Riots broke out in Ferguson, Missouri, after a grand jury refused to indict the police officer who shot Michael Brown, a 300-pound teenage giant who had just robbed a convenience store, for the very good reason that the officer had almost certainly shot in self-defense. Still, BLM popularized the chant, “Hands Up, Don’t Shoot,” to suggest that Brown had been an innocent victim.

The Justice Department then fueled the flames by conducting an investigation of the Ferguson Police Department for systemic discrimination. (Bill Galston and Elizabeth NcElvein of the liberal-leaning Brookings Institution just published a small study showing that 50% of those killed by police in 2015 were white and 26% black. Though 26% is greater than the black percentage of the population, it is less than the black share of perpetrators of violent crimes.)

At the same time as a series of high publicity shootings of blacks by police – some of which were clearly wrongful – put the police on the defensive, a national movement to lower prison sentences gained momentum based, at least partially, on the theory that high black rates of incarceration are proof of discrimination. That movement has been joined by politicians of both parties. In the Democratic Party, not a single national figure has stood up to Black Lives Matter or had a good word to say about Bill Clinton’s 1994 Crime Act (with the occasional and often apologetic exception of Clinton himself).

The result of police making far fewer arrests and early interventions in suspicious circumstances has been to send crime rates soaring once again. MacDonald has labeled the rising crime rates the “Ferguson effect.”

For his part, President Obama has claimed that there are “no data to support the Ferguson effect.” And his press secretary, Josh Earnest, accused FBI Director James Comey of being “irresponsible and ultimately counterproductive” for twice suggesting the exact opposite of what President Obama asserted.

Meanwhile, Professor Richard Rosenfeld of the University of Missouri, an early critic of MacDonald’s claim for the “Ferguson effect,” has come around to support her view. Rising crime rates are not a blip, he concludes, and the timing fits perfectly with the Ferguson riots. In 2015, homicide rates in the 56 largest cities rose 17%, and they have gone up another 9% in the first quarter of 2016. Such rapid increases are unprecedented.

MacDonald suggests that lowering prison sentences would have a similar impact. In November 2014, California voters enacted Proposition 47 that turned a number of drug offenses and property crimes under $950 into misdemeanors. In Los Angeles, violent crime rose 20% by August 22, 2015; shooting victims increased 27%, and property crime was up 11%, while arrests dropped 9%. In San Francisco, violent crime rose 12% and property crime 22%.

THE GREATEST VICTIMS of the liberal theorizing about crime and school misbehavior have been American blacks themselves.

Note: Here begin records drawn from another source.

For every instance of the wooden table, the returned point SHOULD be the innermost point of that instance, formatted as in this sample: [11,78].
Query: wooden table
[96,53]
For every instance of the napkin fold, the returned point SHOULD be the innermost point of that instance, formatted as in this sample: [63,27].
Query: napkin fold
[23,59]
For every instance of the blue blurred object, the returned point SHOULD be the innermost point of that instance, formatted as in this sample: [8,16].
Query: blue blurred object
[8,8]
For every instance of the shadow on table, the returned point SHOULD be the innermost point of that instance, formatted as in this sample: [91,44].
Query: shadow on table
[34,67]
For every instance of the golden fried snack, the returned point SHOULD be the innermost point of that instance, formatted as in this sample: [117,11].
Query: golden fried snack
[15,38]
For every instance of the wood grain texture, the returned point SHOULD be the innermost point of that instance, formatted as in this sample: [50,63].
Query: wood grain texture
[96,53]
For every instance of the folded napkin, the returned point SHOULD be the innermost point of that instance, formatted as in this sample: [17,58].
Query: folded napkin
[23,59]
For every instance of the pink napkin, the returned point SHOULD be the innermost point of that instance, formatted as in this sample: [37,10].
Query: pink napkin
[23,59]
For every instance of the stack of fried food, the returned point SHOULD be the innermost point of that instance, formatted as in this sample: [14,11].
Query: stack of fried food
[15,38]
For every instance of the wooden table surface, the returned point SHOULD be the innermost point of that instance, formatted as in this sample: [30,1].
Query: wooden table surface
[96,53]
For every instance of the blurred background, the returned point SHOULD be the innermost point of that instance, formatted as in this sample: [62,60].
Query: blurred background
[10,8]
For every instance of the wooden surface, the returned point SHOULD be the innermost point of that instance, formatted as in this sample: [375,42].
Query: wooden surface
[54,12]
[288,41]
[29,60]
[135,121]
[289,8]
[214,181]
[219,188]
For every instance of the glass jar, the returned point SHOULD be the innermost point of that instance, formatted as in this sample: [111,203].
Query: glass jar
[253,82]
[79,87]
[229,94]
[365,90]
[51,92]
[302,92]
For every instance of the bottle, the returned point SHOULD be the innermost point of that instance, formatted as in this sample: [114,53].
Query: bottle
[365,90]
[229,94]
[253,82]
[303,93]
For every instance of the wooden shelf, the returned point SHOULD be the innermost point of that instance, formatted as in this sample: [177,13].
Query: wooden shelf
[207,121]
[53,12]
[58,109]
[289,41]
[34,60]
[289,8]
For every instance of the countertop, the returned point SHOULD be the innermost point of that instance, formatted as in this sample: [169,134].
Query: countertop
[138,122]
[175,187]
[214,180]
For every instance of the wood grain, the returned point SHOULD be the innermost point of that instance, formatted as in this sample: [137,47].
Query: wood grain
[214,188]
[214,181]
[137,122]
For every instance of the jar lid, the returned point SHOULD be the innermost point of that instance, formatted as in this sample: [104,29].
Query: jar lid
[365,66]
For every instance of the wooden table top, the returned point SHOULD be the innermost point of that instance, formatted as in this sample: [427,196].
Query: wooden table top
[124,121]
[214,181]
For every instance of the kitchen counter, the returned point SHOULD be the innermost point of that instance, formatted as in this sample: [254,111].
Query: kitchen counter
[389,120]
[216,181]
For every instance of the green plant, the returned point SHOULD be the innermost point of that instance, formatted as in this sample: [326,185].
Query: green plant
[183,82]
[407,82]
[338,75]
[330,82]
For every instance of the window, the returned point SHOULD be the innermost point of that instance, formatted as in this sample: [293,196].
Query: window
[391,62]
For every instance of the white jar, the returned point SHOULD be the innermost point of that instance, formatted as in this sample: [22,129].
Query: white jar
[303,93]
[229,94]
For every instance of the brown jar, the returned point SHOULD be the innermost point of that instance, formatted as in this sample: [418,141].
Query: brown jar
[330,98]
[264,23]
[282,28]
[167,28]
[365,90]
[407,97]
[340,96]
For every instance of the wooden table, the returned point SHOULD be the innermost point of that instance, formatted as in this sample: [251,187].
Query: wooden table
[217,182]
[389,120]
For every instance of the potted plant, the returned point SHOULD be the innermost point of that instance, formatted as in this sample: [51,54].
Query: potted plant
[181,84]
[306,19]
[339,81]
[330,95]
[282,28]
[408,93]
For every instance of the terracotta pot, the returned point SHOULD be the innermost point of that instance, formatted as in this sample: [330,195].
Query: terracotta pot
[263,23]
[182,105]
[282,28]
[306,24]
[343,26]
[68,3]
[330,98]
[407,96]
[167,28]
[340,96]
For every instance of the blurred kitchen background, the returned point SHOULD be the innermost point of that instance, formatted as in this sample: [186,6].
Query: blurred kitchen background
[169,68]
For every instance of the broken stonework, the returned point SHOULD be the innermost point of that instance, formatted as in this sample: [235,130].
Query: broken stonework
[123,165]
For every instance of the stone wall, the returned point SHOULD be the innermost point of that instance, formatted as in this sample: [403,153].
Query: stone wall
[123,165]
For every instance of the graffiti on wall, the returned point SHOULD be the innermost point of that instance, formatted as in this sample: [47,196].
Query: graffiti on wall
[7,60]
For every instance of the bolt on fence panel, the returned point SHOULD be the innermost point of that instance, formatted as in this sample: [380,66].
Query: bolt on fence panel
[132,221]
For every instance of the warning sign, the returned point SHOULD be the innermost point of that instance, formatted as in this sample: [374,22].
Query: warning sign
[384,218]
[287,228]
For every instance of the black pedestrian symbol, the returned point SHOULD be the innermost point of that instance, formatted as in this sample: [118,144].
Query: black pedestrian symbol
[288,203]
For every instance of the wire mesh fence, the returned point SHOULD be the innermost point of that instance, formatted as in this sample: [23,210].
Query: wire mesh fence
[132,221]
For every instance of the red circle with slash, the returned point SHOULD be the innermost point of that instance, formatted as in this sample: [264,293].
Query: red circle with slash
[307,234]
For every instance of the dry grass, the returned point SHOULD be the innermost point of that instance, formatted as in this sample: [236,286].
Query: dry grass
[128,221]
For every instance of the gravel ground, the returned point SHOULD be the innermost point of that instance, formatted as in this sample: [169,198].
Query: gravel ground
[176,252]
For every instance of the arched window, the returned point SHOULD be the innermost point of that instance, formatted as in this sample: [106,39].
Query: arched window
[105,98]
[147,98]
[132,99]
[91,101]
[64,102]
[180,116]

When schools descend into anarchy and school buildings are taken over by hooligans, it is black students themselves who are denied any possibility of learning.

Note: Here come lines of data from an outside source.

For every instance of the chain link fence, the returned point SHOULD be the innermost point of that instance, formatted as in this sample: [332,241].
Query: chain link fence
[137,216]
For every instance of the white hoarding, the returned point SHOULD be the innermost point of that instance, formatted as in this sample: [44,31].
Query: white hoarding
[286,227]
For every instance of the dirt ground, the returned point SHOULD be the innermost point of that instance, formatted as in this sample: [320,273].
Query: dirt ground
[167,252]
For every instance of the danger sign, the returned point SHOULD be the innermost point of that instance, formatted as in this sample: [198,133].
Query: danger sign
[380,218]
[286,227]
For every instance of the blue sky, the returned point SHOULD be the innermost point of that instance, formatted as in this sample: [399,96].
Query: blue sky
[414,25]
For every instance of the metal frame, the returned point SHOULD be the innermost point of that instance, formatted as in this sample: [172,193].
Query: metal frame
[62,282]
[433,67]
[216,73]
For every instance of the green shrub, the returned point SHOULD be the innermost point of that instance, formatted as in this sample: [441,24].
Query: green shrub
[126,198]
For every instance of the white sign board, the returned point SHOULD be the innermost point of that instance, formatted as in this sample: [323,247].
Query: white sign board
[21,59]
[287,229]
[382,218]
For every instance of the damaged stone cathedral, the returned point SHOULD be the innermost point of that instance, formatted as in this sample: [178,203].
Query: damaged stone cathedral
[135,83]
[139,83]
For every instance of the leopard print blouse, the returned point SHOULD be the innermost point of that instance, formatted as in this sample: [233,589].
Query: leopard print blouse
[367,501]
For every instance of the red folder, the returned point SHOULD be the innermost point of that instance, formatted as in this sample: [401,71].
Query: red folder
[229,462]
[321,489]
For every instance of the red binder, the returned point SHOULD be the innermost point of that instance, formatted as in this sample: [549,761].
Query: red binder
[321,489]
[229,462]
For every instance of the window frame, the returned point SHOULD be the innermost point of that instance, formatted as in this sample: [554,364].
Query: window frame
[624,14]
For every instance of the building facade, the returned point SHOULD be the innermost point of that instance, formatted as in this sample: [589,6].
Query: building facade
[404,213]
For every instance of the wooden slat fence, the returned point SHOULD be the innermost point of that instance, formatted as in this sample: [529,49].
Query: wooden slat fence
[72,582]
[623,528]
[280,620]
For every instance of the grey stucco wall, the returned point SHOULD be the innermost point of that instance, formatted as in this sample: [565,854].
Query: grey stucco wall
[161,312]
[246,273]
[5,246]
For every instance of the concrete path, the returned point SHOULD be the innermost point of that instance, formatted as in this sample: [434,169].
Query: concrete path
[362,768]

And blacks have been the chief victims of soaring crime in the wake of Ferguson. In ten heavily black cities, murder rates have spiked 60% post-Ferguson. As one resident of Chicago’s South Side told MacDonald, “The problem is not the cops, it’s the people, especially the younger crowd with the guns.”

And, he might have added, the liberal theorists, who by casting black criminals as innocent victims of a discriminatory criminal justice system turn law-abiding black citizens into real victims.